Fer'î müdahilin en önemli özelliği, bağımsız bir taraf sıfatı taşımamasıdır. HMK lafzına göre fer'i müdahil müdahale talebinde bulunduğu taraf lehine olan bütün işlemleri yapabilir. Müdahil, desteklediği tarafın işlemlerine aykırı bir işlem yapamaz; örneğin taraf davadan feragat ederse müdahil davayı sürdüremez. Bununla birlikte müdahil, delil sunabilir, beyanlarda bulunabilir. Hükme karşı kanun yoluna başvurup başvuramayacağı hususu kanunda düzenlenmemektedir, öğretide de oldukça tartışmalı olan bu husus yargı kararlarıyla açıklığa kavuşmaktadır. Danıştay'ın fer'î müdahilin hükme karşı kanun yoluna başvurabileceği yönünde kararları bulunmaktadır. Aşağıda bu yönde bir Danıştay kararının ilgili kısmına yer verilmiştir:
“Menfaati davanın sonucundan etkilenecek olması nedeniyle davaya müdahalesi kabul edilen, hakkında rücu davası açılan ve tazminat ödemekle yükümlü tutulabilecek olan müdahillerin, yanında katıldığı taraf istinaf başvurusunda bulunmasa bile, yanında yer aldığı tarafın aleyhine sonuç doğurmayacak şekilde, hak arama hürriyeti ve adil yargılanma ilkesinin gereği olarak istinaf başvurusunda bulunabileceğinin kabulü gerekir.
…
Bu durumda, Bölge İdare Mahkemesince, müdahillerin istinaf başvurusu incelenerek işin esası hakkında bir karar verilmesi gerekirken, müdahillerin tek başına istinaf kanun yoluna başvuramayacağı gerekçesiyle istinaf başvurusunun incelenmeksizin reddine karar verilmesinde hukuki isabet görülmemiştir.” (Danıştay 10. D., E. 2022/282 K. 2022/339 T. 24.1.2022)
Sonuç
İdari davalarda üçüncü kişilerin sürece katılımı, adil yargılanma hakkı ve hukuki dinlenilme hakkı bakımından büyük önem taşır. Davanın ihbarı, üçüncü kişilerin kendilerini ilgilendiren davalardan haberdar olmalarını sağlarken, müdahillik kurumları onların doğrudan yargılamaya katılmalarına imkân verir.

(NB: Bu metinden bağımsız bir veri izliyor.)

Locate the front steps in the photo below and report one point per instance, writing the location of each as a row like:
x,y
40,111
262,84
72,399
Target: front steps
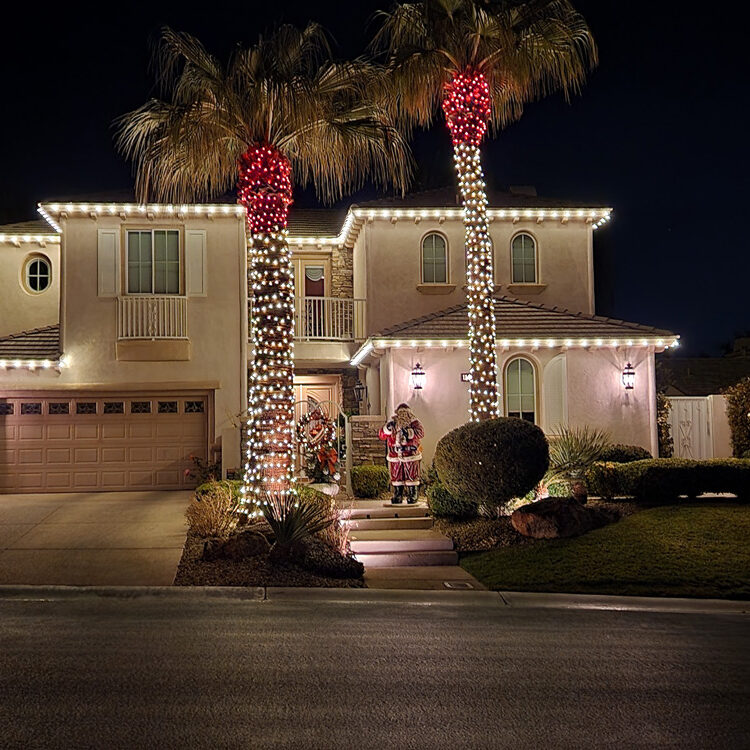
x,y
397,536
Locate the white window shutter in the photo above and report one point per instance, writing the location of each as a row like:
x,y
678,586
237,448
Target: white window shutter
x,y
196,262
107,262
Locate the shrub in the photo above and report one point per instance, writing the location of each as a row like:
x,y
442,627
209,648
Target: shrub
x,y
738,407
370,481
663,480
624,454
443,505
490,462
213,512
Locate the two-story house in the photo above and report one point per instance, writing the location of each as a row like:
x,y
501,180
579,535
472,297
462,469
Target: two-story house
x,y
124,339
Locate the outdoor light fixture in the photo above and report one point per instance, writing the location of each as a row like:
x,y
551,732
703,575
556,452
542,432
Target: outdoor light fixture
x,y
628,377
417,377
359,391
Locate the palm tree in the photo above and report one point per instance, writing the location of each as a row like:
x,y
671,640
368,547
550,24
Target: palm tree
x,y
279,112
481,60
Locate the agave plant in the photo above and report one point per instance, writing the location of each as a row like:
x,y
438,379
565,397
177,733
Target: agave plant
x,y
292,519
571,453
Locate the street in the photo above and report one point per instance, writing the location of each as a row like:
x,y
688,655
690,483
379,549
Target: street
x,y
182,669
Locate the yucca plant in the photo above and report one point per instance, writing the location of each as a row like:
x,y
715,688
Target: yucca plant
x,y
292,519
572,452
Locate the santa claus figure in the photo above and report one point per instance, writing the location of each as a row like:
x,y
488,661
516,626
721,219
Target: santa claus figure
x,y
403,434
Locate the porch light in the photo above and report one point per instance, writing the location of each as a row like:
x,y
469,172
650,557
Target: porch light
x,y
417,378
628,377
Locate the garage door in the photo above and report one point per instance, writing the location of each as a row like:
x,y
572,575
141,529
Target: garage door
x,y
58,442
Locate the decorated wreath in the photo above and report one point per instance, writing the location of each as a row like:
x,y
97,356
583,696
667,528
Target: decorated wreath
x,y
316,434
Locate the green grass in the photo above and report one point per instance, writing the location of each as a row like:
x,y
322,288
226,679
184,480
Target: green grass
x,y
692,549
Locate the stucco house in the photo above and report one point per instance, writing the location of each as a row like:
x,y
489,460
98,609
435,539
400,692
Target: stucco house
x,y
124,332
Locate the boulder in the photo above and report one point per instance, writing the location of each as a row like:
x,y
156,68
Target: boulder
x,y
239,546
313,554
553,518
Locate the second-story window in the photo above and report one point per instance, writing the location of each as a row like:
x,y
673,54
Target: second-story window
x,y
154,261
523,259
434,260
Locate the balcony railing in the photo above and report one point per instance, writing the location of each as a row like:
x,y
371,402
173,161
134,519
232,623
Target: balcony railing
x,y
152,317
329,319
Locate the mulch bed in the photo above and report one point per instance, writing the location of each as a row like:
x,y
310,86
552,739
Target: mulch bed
x,y
252,571
480,534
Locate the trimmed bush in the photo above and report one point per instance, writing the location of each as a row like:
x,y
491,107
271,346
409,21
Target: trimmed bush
x,y
370,481
490,462
623,454
443,505
663,480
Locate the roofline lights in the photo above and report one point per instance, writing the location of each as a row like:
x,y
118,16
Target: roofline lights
x,y
509,343
33,364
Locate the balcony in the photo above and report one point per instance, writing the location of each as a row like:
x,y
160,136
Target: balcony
x,y
152,317
152,328
329,319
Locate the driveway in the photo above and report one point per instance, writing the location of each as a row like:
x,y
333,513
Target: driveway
x,y
92,538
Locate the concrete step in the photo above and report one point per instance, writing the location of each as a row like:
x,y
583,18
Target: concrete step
x,y
407,559
385,511
399,540
380,524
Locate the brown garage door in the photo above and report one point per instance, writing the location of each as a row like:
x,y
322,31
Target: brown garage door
x,y
62,442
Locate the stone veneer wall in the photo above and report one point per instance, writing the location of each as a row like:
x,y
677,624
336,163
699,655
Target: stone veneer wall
x,y
342,272
367,448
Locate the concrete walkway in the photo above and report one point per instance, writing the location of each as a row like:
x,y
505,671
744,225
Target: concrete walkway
x,y
92,538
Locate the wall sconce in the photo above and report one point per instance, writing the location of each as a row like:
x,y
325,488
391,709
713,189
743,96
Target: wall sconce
x,y
417,377
628,377
360,389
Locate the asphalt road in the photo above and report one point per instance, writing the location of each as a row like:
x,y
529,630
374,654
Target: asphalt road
x,y
182,671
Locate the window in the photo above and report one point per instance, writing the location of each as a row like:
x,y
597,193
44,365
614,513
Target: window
x,y
520,389
154,261
434,260
37,274
523,257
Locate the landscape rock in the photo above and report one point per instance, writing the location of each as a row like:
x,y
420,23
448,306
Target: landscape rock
x,y
237,547
315,555
554,518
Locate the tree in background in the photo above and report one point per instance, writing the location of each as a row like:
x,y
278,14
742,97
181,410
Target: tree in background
x,y
280,113
480,61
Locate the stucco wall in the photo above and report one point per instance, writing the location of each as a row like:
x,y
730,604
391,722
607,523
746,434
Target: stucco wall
x,y
21,310
594,393
216,325
391,271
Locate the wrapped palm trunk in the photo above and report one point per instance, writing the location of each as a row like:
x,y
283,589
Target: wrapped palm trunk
x,y
265,191
467,110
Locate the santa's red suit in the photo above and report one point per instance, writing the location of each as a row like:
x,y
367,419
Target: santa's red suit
x,y
403,434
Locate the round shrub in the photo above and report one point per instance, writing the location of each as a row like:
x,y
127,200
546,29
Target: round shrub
x,y
490,462
620,453
370,481
443,505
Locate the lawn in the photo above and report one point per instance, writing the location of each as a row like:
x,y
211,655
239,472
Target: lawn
x,y
692,549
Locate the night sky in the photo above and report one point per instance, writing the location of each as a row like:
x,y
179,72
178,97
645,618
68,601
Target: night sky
x,y
660,133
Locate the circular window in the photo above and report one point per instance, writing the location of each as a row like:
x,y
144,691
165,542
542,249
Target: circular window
x,y
38,274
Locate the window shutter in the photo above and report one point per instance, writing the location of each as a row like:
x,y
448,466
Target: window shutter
x,y
107,262
195,262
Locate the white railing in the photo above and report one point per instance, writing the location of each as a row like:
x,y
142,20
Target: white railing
x,y
152,317
329,319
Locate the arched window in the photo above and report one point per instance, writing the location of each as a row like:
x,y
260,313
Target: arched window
x,y
523,259
434,259
37,274
520,389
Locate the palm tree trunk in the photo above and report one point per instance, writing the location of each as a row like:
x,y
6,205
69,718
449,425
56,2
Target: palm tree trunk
x,y
265,190
467,108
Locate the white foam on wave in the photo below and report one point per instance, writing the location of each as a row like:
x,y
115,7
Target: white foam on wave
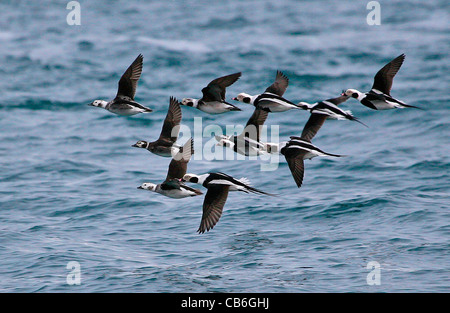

Asli müdahale, üçüncü kişinin bağımsız hak iddiasıyla davaya katılmasını mümkün kılarak, mevcut davaya yeni bir taraf eklenmesi sonucunu doğurur. Fer'î müdahale ise üçüncü kişinin taraflardan birinin yanında yer alarak davayı desteklemesine olanak tanır.
Footnotes
1. Mehmet Kodakoğlu, Hukuk Muhakemeleri Kanunu Hükümlerinin İdari Yargılama Hukukunda Uygulanması Bağlamında Asli Müdahale Sorunu, s. 21.
2. Mehmet Tosun/Emre Tan, İdari Yargıda Davaya Müdahale (Uygulama ve Teori Açısından İnceleme), s. 845.
3. Mehmet Tosun/Emre Tan, İdari Yargıda Davaya Müdahale (Uygulama ve Teori Açısından İnceleme), s. 845.
The content of this article is intended to provide a general guide to the subject matter. Specialist advice should be sought about your specific circumstances.